So far this year I have run in three 5K races. The last race in the series will be during the Memorial Day weekend. This race comes the day after I compete in a bike race over two high mountain passes (10,600 & 11,200). These two events requiere completely different strategies and physiological demands. I will runnng for 18 minutes and cycling for 2 hours and 45 minutes.
In my first running race in Febuary, I started slower and stayed a comfortable distance behind the race leader. I chose not to catch him but wait until later in the race. With 3/4 of a mile to go I passed him very fast and I kept pushing all the way to the finish. The margin of victory was 45 seconds. I could have run a faster overall time had I raced at a more even pace for the 3 miles.

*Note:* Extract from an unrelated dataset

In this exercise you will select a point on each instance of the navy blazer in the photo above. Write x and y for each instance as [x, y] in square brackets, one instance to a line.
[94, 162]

For my next two 5K races I started quickly and kept a fast pace for the first 3 minutes of the race. At that point, I backed off the pace and settled into a good rythm until I had to dig deep in the last 1/2 mile. I like the new strategy of starting a bit quicker.
In order for me to start quicker, I need to get a very good warm up. I run 4 fast sprints to get my heart rate to a level that I would have during the race. These fast runs are at least 200 meters in length. I am done with my sprints 40 minutes before the race. This gives my body plenty of time to relax. When the race starts, my body is ready to operate with high heart rates because of the hard 200 meter sprints I did 40 minutes before the race. Jogging slowly does not get your body ready to race with high heart rates.